Covariate Adjustment and Propensity Score—Reply

Author Affiliations
  • 1Department of Emergency Medicine, Denver Health Medical Center, Denver, Colorado
  • 2Department of Emergency Medicine, Harbor-UCLA Medical Center, Torrance, California

Copyright 2016 American Medical Association. All Rights Reserved. Applicable FARS/DFARS Restrictions Apply to Government Use.

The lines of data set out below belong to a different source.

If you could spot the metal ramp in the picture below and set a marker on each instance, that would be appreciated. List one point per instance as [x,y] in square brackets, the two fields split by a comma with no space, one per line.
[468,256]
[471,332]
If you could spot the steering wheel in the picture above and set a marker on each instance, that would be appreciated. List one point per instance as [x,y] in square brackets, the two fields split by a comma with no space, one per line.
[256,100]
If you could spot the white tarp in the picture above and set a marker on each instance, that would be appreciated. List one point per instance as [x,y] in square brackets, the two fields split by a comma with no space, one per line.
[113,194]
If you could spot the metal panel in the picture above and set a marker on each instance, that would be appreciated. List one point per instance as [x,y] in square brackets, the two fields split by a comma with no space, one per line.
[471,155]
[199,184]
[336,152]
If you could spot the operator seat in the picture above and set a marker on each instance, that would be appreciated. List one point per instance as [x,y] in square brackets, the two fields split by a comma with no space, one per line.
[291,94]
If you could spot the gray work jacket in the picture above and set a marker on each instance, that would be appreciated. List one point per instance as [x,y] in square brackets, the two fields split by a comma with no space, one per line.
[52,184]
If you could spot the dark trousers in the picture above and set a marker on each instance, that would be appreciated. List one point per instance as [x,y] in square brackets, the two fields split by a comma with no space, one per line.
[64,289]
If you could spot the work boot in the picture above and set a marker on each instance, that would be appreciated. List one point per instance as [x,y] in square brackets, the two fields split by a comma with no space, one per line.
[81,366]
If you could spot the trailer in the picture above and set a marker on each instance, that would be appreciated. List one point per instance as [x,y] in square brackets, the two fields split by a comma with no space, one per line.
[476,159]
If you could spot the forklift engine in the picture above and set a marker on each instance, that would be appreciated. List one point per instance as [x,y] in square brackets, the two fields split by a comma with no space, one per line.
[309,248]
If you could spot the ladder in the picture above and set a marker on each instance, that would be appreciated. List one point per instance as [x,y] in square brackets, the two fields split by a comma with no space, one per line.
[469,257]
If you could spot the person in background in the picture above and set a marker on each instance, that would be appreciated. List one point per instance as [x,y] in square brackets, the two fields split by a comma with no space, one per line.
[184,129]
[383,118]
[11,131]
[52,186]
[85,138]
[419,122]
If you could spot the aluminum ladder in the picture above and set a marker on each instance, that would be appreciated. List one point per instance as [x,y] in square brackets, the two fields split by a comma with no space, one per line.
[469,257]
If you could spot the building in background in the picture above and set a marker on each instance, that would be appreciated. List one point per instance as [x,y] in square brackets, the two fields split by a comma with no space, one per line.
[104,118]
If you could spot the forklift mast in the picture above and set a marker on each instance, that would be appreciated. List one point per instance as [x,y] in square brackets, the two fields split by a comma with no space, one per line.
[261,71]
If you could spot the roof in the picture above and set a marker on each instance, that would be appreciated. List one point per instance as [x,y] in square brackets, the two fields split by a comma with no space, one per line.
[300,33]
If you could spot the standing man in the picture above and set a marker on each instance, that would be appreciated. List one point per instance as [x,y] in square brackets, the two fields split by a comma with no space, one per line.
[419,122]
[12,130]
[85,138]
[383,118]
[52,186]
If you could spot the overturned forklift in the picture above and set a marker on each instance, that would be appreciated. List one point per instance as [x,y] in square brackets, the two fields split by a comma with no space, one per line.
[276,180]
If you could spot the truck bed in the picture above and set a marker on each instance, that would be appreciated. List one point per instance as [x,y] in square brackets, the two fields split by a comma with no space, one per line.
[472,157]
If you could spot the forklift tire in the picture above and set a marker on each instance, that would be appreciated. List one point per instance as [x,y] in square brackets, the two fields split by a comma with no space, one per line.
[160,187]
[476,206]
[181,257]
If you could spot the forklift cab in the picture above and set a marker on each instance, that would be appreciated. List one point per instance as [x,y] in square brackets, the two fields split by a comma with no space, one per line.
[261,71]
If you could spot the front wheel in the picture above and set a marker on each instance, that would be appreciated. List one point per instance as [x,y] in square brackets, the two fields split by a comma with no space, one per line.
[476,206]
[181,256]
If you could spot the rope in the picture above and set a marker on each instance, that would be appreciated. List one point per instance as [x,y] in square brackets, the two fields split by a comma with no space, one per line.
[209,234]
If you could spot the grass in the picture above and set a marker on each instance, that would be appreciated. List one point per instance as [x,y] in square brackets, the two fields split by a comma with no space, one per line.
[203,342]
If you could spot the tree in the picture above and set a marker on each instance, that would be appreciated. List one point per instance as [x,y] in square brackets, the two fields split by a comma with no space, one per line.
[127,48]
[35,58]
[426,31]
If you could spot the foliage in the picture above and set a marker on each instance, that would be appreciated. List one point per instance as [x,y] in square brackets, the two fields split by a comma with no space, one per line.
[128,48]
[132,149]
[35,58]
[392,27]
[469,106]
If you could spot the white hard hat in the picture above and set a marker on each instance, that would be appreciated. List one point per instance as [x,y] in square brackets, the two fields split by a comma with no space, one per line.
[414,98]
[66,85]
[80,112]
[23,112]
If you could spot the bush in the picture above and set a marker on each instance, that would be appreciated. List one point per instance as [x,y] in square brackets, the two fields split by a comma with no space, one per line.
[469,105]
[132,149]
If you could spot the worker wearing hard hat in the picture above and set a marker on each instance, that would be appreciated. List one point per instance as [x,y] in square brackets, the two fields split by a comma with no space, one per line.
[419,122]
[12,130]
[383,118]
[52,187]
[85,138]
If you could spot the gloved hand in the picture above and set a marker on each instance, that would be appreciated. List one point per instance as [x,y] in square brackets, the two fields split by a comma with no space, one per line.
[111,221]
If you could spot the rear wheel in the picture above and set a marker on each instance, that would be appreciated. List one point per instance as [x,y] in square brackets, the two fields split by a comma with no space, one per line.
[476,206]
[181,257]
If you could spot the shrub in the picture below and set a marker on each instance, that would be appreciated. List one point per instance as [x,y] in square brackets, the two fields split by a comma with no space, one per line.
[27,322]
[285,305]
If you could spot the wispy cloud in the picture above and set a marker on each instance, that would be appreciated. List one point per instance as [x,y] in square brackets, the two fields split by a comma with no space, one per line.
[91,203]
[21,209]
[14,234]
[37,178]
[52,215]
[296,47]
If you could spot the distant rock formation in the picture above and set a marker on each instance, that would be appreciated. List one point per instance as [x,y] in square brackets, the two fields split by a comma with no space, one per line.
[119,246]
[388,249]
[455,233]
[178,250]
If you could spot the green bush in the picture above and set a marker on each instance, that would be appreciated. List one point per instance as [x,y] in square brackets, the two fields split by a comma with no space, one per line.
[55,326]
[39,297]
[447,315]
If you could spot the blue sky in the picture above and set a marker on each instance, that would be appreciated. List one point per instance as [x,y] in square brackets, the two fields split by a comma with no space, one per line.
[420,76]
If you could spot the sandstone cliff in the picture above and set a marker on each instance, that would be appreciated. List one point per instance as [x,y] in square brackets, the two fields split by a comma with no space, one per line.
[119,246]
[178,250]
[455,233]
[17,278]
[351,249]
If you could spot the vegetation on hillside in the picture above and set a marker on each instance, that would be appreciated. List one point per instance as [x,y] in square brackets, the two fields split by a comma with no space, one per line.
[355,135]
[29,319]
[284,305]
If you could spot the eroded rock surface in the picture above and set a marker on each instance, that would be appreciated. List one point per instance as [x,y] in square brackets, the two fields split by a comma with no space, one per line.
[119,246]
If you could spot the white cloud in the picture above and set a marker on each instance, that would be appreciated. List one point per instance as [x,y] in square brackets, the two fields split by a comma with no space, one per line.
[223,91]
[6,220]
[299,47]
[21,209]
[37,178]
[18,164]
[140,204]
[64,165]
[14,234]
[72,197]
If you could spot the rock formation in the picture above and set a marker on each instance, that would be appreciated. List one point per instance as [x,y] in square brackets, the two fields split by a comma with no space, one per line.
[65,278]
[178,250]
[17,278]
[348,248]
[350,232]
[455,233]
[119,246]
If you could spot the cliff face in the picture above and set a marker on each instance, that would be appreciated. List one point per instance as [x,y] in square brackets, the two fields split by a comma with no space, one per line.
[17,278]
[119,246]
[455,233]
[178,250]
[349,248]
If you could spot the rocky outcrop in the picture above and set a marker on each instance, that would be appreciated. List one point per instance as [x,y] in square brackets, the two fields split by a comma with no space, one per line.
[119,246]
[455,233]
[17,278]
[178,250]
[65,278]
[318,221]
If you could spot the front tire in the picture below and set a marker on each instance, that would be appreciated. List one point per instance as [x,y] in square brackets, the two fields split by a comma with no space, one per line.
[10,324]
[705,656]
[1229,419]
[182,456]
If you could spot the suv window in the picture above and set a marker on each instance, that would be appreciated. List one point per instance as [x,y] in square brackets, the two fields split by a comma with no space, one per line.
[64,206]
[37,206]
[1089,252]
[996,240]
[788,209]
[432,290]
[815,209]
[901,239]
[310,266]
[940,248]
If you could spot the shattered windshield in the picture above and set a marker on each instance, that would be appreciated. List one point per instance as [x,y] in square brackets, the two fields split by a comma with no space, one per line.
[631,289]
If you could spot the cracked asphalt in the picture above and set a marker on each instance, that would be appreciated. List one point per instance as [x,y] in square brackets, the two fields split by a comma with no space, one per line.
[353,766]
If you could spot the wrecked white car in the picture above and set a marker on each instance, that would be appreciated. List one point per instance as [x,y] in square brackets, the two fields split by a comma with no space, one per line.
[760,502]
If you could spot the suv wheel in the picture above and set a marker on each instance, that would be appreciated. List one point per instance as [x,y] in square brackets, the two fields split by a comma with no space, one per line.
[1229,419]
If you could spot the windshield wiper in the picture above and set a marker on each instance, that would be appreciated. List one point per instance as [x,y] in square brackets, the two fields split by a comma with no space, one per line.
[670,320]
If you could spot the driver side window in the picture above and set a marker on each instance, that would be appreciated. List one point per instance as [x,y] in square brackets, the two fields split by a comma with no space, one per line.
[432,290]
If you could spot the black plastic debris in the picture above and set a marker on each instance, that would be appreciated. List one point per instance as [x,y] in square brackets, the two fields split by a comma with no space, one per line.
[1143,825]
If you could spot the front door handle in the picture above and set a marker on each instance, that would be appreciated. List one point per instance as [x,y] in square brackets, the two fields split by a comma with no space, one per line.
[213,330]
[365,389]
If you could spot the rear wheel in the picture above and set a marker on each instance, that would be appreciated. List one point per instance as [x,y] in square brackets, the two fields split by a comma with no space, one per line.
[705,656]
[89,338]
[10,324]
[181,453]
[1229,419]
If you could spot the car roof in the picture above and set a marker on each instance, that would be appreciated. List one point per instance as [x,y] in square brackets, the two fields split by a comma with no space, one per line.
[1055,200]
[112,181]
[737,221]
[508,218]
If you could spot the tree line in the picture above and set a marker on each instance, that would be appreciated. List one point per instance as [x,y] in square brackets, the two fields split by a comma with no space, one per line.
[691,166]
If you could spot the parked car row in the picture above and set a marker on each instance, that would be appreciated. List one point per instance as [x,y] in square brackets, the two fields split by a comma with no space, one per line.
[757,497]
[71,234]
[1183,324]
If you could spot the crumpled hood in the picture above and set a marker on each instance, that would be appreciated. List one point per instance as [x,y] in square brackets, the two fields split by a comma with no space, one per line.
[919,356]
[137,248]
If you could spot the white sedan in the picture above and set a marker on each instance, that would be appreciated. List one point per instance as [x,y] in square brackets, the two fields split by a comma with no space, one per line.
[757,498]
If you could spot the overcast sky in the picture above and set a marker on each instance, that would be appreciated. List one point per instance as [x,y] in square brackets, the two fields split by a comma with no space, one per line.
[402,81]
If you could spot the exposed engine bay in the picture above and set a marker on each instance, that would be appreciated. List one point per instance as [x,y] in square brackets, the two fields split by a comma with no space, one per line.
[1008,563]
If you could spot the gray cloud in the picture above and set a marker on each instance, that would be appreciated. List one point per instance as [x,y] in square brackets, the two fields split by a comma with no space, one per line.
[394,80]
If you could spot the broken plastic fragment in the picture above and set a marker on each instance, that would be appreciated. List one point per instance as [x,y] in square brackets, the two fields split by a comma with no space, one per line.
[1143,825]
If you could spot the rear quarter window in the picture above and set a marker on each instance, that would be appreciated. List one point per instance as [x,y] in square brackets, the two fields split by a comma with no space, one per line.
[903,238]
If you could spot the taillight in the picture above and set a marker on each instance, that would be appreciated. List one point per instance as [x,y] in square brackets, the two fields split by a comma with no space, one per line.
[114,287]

JAMA. 2016;315(14):1522. doi:10.1001/jama.2015.19093

In Reply We agree with Dr Garrido that, of the methods listed in our article, matching is likely to be most effective at balancing baseline characteristics between treated and untreated participants, thus eliminating to a greater extent systematic differences between groups.1 Although there appears to be a hierarchy (ie, matching over stratification over covariate adjustment) in terms of the effectiveness of balancing,2 we would like to emphasize the importance of accurate specification of the score prior to its ultimate use. Without proper specification (ie, inclusion of appropriate variables in the propensity score model), even propensity score matching is unlikely to effectively balance study groups. Although the intent of our article was to list common uses of the propensity score (all of which are better than no adjustment for confounding), we recognize certain uses of the propensity score are likely better than others; we did not mean to imply that all approaches were equally useful or effective.